Alors qu'il apprend à s'y faire une place et à maîtriser ses capacités, Oliver découvre que d'autres élèves sont également des êtres surnaturels.
Pris entre nouvelles amitiés, amours naissantes et rencontres clandestines, verra-t-il à temps que toutes les personnes magiques de la Capitale sont loin d'être aussi bien attentionnées qu'il y parait ?
Découvrez un extrait du premier chapitre !
« Chapitre 1 : Changements.
Oliver Gilbert repensa souvent à sa rencontre avec Chester Gordon, marquis de Huntly.
C’était deux jours après la rentrée des classes de onzième année à l’école mixte St-Mathew, un respectable établissement de Londale.
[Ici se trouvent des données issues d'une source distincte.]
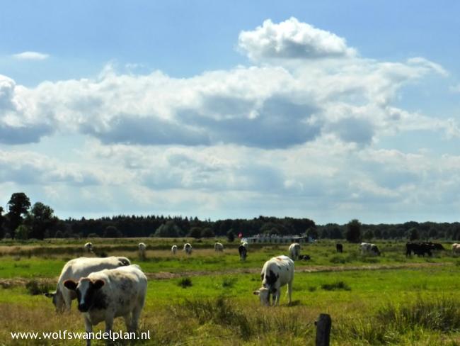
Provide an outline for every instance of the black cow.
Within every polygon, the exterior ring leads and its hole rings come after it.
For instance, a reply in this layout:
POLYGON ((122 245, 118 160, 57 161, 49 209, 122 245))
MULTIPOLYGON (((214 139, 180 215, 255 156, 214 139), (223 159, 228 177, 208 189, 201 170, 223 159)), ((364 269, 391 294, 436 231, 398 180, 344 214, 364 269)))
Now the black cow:
MULTIPOLYGON (((439 244, 439 245, 441 245, 441 244, 439 244)), ((442 245, 441 245, 441 247, 442 247, 442 245)), ((417 255, 417 256, 425 257, 425 254, 427 254, 431 257, 433 255, 431 251, 439 249, 439 246, 432 242, 407 242, 406 244, 406 257, 411 255, 412 252, 417 255)))

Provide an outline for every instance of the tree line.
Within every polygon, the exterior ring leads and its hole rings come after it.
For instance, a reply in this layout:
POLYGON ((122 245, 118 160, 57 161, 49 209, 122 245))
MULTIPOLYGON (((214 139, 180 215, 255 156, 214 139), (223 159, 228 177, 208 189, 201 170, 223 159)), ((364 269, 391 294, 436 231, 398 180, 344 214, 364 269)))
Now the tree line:
POLYGON ((212 221, 197 217, 119 215, 99 218, 61 220, 53 209, 42 202, 31 204, 23 192, 14 193, 0 206, 0 239, 18 240, 50 238, 192 237, 226 236, 233 240, 256 234, 306 235, 315 239, 347 239, 357 242, 372 239, 460 240, 459 223, 417 223, 362 224, 352 220, 343 225, 316 225, 306 218, 259 216, 252 219, 224 219, 212 221))

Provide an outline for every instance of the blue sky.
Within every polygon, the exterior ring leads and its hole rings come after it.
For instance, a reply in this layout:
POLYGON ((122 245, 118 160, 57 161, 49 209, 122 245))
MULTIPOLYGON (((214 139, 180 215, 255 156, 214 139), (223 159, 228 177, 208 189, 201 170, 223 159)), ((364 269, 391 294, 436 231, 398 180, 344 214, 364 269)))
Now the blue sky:
POLYGON ((457 1, 1 1, 0 199, 454 221, 457 1))

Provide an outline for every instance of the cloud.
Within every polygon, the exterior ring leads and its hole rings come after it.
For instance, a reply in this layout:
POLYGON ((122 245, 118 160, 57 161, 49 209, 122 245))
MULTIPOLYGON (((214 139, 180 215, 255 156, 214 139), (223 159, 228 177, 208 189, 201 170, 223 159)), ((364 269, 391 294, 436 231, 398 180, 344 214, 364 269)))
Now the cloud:
POLYGON ((13 55, 13 57, 18 60, 45 60, 50 55, 38 52, 23 52, 13 55))
POLYGON ((267 19, 253 30, 241 31, 238 48, 253 60, 354 57, 344 38, 297 18, 280 23, 267 19))

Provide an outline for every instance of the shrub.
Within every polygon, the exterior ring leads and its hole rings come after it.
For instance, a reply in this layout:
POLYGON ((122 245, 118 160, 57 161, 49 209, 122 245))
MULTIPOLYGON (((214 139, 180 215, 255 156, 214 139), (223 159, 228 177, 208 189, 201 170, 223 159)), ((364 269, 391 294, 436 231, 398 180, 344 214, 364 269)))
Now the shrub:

Mr et Mrs Gilbert, couple de courtiers immobiliers, venaient d’hériter d’un riche parent du Canada et se voyaient maintenant propriétaires d’immenses terres sur le Nouveau-Continent. Ils avaient décidé, après avoir acquis une demeure à la Capitale digne de leur nouveau statut, que l’ancienne école d’Oliver n’était plus assez chic pour lui, et l’avaient donc fait transférer à St-Mathew, où « des gens importants envoyaient leurs enfants ». (…)
Oliver avait supplié son père de ne pas le mettre en pension, mais Marius Gilbert avait refusé. Lui et sa femme Charmaine partiraient souvent en voyage, ils n’allaient pas laisser leur fils avec les domestiques pour toute compagnie.
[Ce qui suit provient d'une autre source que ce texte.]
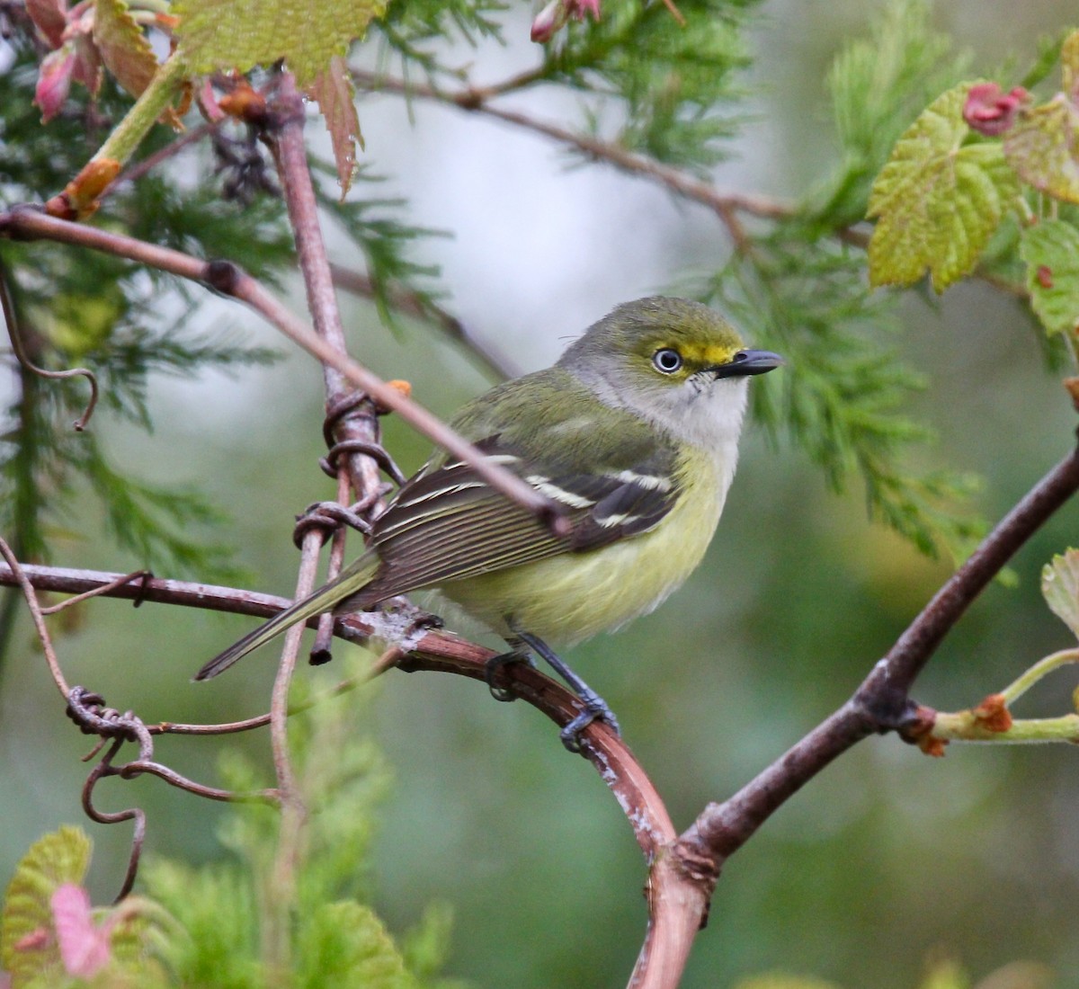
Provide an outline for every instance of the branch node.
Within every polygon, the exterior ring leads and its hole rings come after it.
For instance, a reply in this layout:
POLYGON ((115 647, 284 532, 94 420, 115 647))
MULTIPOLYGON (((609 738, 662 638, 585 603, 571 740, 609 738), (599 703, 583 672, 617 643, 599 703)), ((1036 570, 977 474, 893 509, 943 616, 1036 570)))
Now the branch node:
POLYGON ((236 286, 243 277, 243 269, 233 261, 217 259, 206 262, 206 274, 203 280, 215 291, 223 296, 235 296, 236 286))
— Au moins, que je loge dans une chambre où je serai seul ! »
Marius avait pouffé.
— Et pourquoi un tel luxe, jeune homme ?
Oliver avait cru rendre son dernier repas, tant il s’était senti mal. Les mois précédents, il avait lu et s’était renseigné autant que possible sur les gens comme lui. Certains avaient révélé leur secret à leur famille : les plus malchanceux avaient été abattus, beaucoup avaient été chassé de leur foyer. Certains avaient subi des traitements à base de plantes et d’électrochocs pour tenter de redevenir « normaux », en vain. Oliver ne voulait pas que ses parents le rejettent.
— Eh bien, avait-il répondu, embarrassé; mon corps a changé, et l’idée de me retrouver la nuit avec d’autres adolescents me gêne énormément.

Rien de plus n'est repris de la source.